There really is no such thing as just a diagnostic test, she said. The uncertainty is more stressful than awaiting risky treatment, she said.

Lang and her colleague, Nicole Flory, Ph.D., studied stress levels in 214 women scheduled for different diagnostic and treatment procedures. They measured stress and anxiety levels with four standardized tests: the State Trait Anxiety Inventory, Impact of Events Scale, Center for Epidemiological Studies Depression Scale, and Perceived Stress Scale.

The study found the patients who were most stressed were the 112 women awaiting breast biopsy. They had an average score of 48 out of 80 on the State Trait Anxiety Inventory, where patients rate their comfort level while waiting for a procedure.

The 42 women awaiting hepatic chemoembolization for liver cancer had an average score of 26, while the 60 awaiting uterine fibroid embolization for uterine myoma had an average score of 24.

“The women who came for diagnosis of breast cancer were significantly more stressed than even women who came in for chemoembolization,” Lang said.

Scores for the other three standardized tests weren’t much different, with the highest stress ratings coming from breast biopsy patients.

While the study sampled only women, men experience the same anxiety, Lang said.

“There are similar models published on the effect of stress hormones for men undergoing prostate biopsy,” she said. “For men, if they don’t know what the diagnosis is, they are more stressed than if they are told they have cancer.”

Lang said the good news is that doctors can learn to alleviate the stress of patients coming in for diagnostic procedures by using language that is more helpful for the patient and frames the experience in a better way.

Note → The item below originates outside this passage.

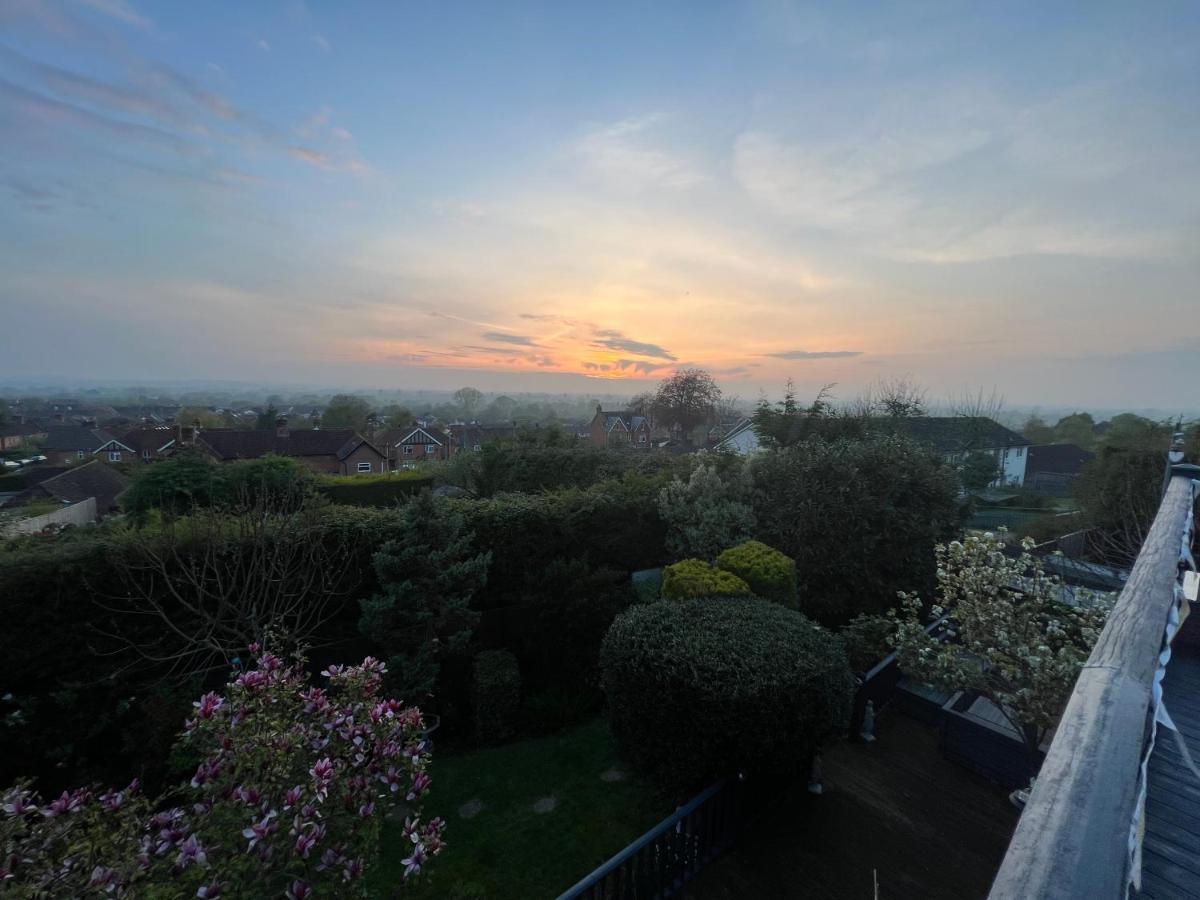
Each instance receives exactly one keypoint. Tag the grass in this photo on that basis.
(508, 850)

“Don’t give negative suggestions like, ‘This hurts,’ ‘It’s gonna sting,’ ‘It’s not that bad.’ That is the one thing we published that gives patients more pain and more anxiety,” Lang said.

Since concluding the study, Lang started a company that coaches professionals and patients in dealing with anxiety associated with diagnostic tests. She also wrote a book, Patient sedation without medication, on the subject.